The Mayflower Autonomous Research Ship takes high-tech to the high seas. In 2020, it will be the first full-sized craft to cross the Atlantic without a single person aboard.
It was in late 1620 that the converted Dutch cargo ship Mayflower made its famous ocean crossing, carrying 102 pilgrims and a crew of about 30 from England to Cape Cod, Massachusetts on the east coast of the US.
Nearly 400 years later, a group of maritime designers, boat builders and scientists is preparing another vessel for its maiden transoceanic voyage of discovery. But there’s one major difference—when it sets sail in 2020, this boat will be completely unmanned.
While aerial and underwater drones have already crossed the Atlantic, the 32.5-meter-long, 16.8-meter-wide Mayflower Autonomous Research Ship (MARS) will be the first full-sized craft to cross from shore to shore without a single person aboard. Intended to commemorate the initial Mayflower voyage, the revolutionary trimaran will leverage the latest in solar, wind and wave technology, giving it almost unlimited range.
The MARS venture is a collaboration including Plymouth University’s Marine Institute, autonomous craft specialists MSubs, renowned multihull architects Shuttleworth Design and Promare, a non-profit corporation promoting marine research and exploration throughout the world.
A Multimillion-Pound Project
The design concepts for MARS are currently being finalized by Shuttleworth, which will test scale models in the university’s Marine Building. It will then take about two years to build the boat, with departure from Plymouth scheduled for sometime in the original Mayflower’s quadricentennial year.
The revolutionary trimaran will leverage the latest in solar, wind and wave technology.
While initial funding for MARS was provided by the university, MSubs and Promare, the multimillion-pound project is now looking for private and public sponsorship, and launched a crowdfunding campaign last October.
“Plymouth is a city well known for its progressive spirit of adventure,” said Marine Institute director Dr. Martin Attrill, in a press release. “The thing about great historical figures such as Scott, Drake and Shackleton is that they all went into the unknown and changed the world. The MARS is seeking to emulate that impact, creating history rather than re-creating it.”
The MARS team hopes their brainchild will demonstrate the full potential of remotely-controlled vessels, with beneficial crossovers into the crewless commercial ship sector. The team will monitor how the ship’s renewable energy, propulsion and other autonomous systems behave during the voyage.

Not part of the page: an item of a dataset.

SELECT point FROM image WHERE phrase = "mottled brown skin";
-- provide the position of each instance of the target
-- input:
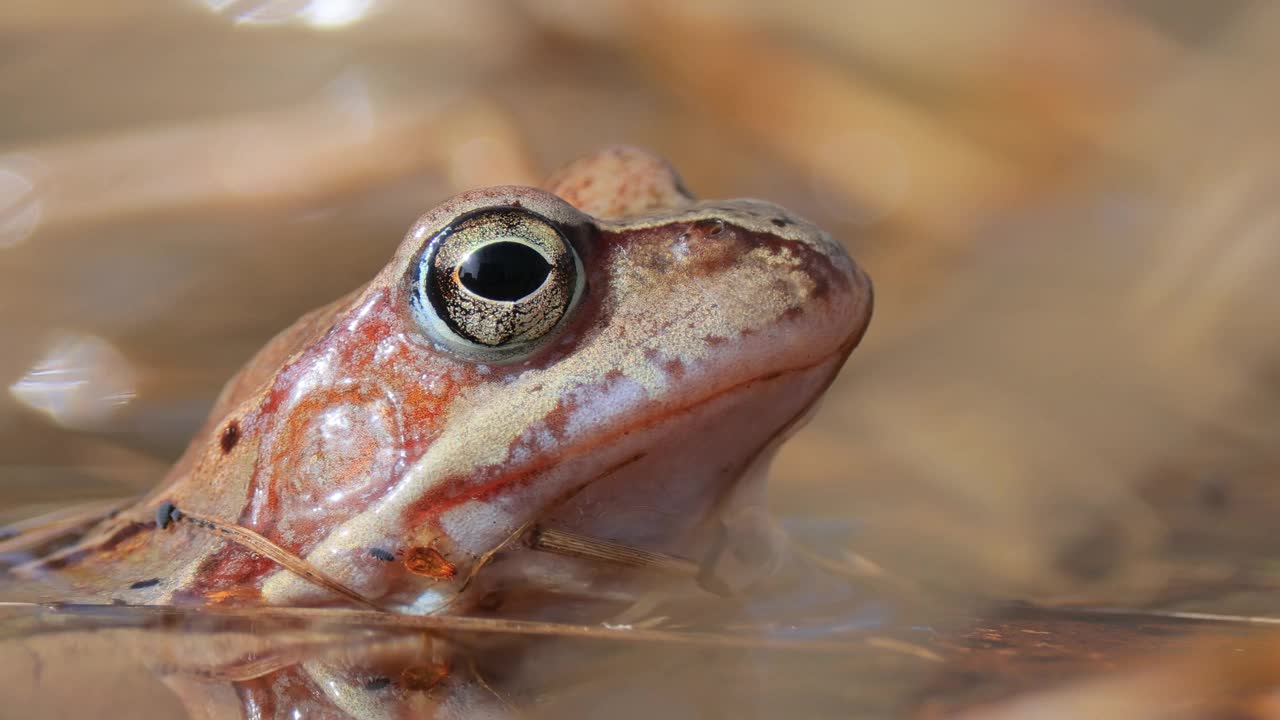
(355, 441)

Derived data could aid the development of other vessels.
Complete Reliance on Renewable Energy
MSubs managing director, Brett Phaneuf, feels that innovation in the area of crewless ships is overdue. “The civilian maritime world hasn’t yet harnessed the autonomous drone technology that has already been used so effectively in other industrial and transport sectors,” says Phaneuf. “If we can put a rover on Mars and have it autonomously conduct research, surely we can sail an unmanned vessel across the Atlantic Ocean and, ultimately, around the globe.”
Featuring a fibreglass, aramid and foam composite hull and carbon composite deck, the MARS trimaran will have a top speed of between 15 to 20 knots. On less windy days, when its sails are automatically furled, the vessel’s solar-electric motor will propel it at lower speeds.

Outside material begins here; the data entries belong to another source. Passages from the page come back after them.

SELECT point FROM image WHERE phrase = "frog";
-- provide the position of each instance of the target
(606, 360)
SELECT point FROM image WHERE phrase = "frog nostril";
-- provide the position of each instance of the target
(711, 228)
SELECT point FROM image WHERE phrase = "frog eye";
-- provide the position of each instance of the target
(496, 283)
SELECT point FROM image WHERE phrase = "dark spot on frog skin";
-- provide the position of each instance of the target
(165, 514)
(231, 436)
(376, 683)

Its complete reliance on renewable energy has driven innovation in the vessel’s design. The configuration of the triple hulls makes for efficient propulsion and provides greater stability and protection for the vessel’s solar panels.
“The solar cell area required for effective motoring is too large for efficient sailing and safety in rough seas,” says John Shuttleworth, head of Shuttleworth Design. “To overcome this, we are developing a folding wing system that will increase the solar cell area by 40% in calm conditions.”
No Humans to Carry out Repairs
During its initial voyage, which could take anywhere up to 10 months depending on weather conditions and currents, MARS will act as a roving science laboratory, collecting meteorological and oceanographic data and undertaking experiments. In some cases, these will involve drones stowed aboard. Navigation will be carried out by a combination of GPS and onboard collision-avoidance systems.
It will act as a roving science laboratory.
One of the major challenges after departure will be the complete absence of humans to carry out repairs.
“Structural, mechanical, electrical, corrosion and software issues are of far bigger concern to us than piracy or vandalism,” says Phaneuf.
“The sea can be punishing on equipment, so MARS will need to have redundant systems and be built as robustly as possible using the latest composite materials.”